Es una cosa rara, pero yo había estado tan ocupado con el viejo, los gatos, el pescado, el sombrero y el muchacho de faz rosada y todo lo demás, que el lado alegre del caso no se me apareció hasta aquel momento. ¡Por Júpiter, fue como si me quitaran un peso de encima! Solté un alarido, de puro alivio.
—¡Jeeves! —dije—. ¡Creo que fue usted quien lo montó todo!
—¿Señor?
—Creo que usted dominó la situación desde el primer momento.

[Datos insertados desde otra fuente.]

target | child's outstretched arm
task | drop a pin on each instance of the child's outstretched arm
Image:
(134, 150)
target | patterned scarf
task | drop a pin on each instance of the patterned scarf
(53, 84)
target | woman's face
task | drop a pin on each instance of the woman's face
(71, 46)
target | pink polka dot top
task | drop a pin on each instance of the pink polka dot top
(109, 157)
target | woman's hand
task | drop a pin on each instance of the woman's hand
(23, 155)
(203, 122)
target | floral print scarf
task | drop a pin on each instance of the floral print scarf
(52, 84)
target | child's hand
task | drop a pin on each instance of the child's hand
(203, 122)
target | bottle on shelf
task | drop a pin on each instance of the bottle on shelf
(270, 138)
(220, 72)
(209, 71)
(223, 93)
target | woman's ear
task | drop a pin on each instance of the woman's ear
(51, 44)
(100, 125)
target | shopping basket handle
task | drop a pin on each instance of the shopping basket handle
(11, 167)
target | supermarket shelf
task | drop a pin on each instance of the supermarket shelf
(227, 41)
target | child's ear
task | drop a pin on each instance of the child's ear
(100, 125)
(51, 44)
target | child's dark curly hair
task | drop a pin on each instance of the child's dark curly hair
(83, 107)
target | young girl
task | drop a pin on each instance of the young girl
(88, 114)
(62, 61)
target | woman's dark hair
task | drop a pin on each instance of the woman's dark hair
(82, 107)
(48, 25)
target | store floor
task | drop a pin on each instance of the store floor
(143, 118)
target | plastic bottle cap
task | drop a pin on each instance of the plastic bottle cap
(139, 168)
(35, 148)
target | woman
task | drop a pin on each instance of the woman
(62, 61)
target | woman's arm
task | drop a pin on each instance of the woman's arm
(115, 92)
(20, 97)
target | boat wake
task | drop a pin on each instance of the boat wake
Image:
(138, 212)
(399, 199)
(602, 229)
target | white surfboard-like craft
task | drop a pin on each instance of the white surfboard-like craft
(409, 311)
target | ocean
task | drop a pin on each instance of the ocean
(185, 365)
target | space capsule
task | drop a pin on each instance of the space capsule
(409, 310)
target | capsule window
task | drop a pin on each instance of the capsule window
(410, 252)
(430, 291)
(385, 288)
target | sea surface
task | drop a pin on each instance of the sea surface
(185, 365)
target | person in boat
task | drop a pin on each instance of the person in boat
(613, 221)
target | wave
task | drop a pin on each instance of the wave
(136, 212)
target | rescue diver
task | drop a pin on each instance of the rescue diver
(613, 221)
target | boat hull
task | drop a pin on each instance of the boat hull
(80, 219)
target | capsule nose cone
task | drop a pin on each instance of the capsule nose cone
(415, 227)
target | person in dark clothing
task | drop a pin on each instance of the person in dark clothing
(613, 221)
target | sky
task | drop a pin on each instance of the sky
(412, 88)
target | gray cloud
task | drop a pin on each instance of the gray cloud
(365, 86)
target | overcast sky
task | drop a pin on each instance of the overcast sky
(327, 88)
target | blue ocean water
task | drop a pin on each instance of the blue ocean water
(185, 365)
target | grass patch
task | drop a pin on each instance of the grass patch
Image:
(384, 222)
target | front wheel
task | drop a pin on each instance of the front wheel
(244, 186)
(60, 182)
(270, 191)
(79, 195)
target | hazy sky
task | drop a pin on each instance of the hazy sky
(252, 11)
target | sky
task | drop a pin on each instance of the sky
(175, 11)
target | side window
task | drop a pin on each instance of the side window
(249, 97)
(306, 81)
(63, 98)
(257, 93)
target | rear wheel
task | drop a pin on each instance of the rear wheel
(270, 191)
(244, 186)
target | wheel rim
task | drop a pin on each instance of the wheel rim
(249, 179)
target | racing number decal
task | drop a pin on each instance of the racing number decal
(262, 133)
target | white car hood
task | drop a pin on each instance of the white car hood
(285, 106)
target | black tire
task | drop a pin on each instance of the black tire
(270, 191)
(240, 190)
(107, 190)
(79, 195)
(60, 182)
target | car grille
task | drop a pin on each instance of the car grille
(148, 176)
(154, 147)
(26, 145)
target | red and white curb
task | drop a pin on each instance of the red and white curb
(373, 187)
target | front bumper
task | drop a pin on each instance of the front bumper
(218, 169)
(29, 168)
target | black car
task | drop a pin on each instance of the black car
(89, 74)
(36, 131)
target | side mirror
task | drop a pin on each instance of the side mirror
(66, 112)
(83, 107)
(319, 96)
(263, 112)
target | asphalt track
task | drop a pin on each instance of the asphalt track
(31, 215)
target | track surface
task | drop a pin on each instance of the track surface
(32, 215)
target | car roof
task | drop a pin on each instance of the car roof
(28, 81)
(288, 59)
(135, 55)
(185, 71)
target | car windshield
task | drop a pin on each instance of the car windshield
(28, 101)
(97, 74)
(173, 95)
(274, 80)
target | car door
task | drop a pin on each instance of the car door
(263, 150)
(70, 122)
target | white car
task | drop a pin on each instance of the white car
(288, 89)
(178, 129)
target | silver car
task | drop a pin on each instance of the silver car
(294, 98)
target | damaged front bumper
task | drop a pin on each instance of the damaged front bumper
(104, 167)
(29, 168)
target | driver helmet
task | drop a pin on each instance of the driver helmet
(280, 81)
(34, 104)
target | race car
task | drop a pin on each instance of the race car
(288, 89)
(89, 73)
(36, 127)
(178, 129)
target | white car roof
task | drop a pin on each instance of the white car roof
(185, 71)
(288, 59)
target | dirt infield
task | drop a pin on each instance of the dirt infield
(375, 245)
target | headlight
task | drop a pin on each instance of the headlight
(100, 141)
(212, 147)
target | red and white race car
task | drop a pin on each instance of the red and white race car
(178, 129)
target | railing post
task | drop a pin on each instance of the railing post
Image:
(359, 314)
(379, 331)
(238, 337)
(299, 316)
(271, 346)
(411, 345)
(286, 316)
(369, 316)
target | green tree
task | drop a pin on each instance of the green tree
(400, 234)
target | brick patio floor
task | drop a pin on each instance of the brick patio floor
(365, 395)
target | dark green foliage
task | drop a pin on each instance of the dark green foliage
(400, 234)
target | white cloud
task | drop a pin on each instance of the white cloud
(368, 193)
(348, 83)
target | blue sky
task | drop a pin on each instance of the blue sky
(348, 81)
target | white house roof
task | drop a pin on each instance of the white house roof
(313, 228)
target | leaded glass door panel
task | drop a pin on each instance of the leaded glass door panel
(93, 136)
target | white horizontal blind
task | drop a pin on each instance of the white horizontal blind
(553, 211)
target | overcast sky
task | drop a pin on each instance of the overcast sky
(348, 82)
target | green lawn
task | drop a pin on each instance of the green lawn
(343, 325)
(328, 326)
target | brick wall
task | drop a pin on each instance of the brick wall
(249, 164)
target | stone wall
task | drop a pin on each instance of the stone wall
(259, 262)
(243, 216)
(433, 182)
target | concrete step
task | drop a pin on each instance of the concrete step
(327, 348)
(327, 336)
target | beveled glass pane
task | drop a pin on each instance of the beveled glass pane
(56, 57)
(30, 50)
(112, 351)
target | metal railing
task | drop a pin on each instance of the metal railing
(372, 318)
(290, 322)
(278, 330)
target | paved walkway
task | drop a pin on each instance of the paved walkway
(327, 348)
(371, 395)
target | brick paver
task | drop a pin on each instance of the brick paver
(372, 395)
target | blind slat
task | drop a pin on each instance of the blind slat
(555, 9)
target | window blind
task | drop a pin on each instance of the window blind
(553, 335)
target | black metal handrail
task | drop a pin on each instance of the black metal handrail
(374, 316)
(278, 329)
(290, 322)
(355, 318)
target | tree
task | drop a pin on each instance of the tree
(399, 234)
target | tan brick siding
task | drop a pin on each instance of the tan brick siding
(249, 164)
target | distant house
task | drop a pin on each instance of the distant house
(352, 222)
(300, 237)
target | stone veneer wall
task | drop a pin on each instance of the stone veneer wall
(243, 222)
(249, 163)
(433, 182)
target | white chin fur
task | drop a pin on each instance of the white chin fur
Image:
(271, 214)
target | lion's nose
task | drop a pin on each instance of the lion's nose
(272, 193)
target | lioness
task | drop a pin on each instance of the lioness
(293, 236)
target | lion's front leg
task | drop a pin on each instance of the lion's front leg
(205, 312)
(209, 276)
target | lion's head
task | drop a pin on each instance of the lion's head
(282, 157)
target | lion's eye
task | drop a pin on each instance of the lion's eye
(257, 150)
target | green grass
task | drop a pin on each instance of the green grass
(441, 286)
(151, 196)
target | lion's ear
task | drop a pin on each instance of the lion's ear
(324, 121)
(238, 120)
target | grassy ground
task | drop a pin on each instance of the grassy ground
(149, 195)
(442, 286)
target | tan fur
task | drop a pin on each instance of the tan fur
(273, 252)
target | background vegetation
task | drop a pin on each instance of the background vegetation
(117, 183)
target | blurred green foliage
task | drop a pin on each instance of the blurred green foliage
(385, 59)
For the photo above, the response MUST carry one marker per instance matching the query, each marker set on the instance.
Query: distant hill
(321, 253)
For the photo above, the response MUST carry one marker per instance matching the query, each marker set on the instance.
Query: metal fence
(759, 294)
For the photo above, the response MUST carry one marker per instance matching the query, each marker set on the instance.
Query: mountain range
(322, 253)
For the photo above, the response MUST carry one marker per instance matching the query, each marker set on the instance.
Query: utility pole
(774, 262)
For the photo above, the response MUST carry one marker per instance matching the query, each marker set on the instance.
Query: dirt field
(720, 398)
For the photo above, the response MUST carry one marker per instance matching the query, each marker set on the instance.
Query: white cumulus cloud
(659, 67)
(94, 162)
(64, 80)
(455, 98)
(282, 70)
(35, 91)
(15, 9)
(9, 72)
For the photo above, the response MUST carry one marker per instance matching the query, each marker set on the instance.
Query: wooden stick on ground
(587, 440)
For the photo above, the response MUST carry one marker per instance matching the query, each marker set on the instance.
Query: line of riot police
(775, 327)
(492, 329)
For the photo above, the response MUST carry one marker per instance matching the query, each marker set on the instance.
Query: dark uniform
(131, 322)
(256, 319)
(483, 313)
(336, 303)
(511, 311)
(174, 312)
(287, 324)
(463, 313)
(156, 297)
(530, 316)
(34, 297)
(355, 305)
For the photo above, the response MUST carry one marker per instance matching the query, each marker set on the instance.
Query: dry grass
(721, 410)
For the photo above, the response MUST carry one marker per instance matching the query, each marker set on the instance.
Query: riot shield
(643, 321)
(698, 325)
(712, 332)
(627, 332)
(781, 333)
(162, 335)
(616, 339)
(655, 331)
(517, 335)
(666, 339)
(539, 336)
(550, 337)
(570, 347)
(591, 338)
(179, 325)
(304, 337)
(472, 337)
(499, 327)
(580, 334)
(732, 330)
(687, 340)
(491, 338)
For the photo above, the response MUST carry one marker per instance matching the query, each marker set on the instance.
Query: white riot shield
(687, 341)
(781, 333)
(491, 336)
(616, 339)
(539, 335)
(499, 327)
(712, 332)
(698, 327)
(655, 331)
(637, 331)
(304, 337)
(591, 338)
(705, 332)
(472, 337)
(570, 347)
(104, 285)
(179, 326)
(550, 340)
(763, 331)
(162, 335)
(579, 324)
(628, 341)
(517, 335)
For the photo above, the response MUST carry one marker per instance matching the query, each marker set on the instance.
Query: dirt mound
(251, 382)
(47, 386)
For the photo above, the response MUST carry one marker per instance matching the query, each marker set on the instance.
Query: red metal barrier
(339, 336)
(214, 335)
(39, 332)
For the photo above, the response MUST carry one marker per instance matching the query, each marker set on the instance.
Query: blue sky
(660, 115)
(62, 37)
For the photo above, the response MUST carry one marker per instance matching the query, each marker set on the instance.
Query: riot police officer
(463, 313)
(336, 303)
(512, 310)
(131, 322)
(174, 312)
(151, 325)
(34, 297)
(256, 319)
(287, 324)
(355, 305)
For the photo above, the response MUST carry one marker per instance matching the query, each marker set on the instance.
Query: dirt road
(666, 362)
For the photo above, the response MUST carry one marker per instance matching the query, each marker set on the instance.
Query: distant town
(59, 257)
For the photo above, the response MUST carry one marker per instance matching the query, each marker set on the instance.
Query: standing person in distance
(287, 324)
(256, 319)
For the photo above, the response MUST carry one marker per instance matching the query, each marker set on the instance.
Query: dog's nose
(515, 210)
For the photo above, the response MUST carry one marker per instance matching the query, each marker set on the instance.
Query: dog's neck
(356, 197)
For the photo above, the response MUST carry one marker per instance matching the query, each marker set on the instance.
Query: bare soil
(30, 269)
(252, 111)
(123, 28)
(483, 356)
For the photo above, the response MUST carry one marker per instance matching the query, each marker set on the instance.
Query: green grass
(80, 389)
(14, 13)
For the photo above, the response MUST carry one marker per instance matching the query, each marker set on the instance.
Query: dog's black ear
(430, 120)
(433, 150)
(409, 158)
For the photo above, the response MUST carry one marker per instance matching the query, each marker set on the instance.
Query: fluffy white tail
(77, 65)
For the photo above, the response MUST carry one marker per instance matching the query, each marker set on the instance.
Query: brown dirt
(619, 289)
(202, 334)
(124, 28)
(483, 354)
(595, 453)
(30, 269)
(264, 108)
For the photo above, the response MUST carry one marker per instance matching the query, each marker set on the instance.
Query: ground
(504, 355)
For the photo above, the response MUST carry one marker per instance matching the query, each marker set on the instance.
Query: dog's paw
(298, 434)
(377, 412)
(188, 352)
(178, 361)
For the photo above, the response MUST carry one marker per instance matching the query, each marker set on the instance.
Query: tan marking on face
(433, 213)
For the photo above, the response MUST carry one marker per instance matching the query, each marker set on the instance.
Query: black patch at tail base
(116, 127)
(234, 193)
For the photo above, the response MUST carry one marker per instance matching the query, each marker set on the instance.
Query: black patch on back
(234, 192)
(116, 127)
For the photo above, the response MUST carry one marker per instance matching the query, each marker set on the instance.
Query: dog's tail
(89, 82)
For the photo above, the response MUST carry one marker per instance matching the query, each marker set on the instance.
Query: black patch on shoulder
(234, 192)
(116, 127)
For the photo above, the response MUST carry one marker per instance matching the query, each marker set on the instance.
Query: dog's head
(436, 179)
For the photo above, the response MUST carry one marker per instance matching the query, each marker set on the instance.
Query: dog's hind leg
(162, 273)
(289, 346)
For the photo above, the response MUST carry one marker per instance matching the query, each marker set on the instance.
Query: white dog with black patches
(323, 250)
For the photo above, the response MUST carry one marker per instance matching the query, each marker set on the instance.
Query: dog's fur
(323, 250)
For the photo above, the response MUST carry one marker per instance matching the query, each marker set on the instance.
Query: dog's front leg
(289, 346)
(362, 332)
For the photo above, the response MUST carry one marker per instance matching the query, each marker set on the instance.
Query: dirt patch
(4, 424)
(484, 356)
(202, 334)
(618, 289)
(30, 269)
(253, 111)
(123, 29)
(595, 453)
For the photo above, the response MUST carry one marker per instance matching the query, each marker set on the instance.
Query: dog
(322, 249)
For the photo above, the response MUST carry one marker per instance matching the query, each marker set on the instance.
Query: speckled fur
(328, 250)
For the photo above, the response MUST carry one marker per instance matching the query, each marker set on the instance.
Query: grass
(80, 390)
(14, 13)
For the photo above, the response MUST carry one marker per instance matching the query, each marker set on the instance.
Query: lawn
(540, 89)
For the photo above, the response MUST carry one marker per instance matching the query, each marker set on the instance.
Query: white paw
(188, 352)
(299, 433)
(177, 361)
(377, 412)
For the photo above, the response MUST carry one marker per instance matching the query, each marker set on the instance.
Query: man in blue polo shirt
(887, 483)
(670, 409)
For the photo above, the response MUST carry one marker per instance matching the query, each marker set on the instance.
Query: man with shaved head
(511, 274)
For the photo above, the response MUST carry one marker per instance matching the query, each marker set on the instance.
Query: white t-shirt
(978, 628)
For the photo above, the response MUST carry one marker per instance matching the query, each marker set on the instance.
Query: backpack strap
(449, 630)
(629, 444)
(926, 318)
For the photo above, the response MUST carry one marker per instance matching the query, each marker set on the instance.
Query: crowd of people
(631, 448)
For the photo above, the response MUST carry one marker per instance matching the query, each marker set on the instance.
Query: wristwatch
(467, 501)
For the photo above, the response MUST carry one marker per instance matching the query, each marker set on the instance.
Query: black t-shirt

—Verá el señor; Spenser, el mayordomo de mistress Gregson, tal vez inadvertidamente, llegó a oír algo de la conversación cuando el señor almorzaba con ella, y me comunicó algunos detalles; y confieso que, aunque quizá sea una libertad el decirlo, alimenté la esperanza de que ocurriera algo que impidiera la unión. Dudo que la joven dama fuera del todo conveniente para el señor.
—Y ella le hubiera despedido antes de que usted se diera cuenta, cinco minutos después de la ceremonia.
—Sí, señor. Spenser me informó que ella había expresado una opinión parecida. Mistress Gregson desea que vaya usted a verla inmediatamente, señor.
—¿Eso quiere, eh? ¿Qué me aconseja usted, Jeeves?
—Creo que un viaje al extranjero podría resultar divertido, señor.
Sacudí la cabeza.
—Me seguiría…
—No, si el señor se marchase lejos. Hay excelentes buques que salen cada miércoles y cada sábado para Nueva York.
—Jeeves —dije—, lleva usted la razón, como siempre. Reserve los pasajes.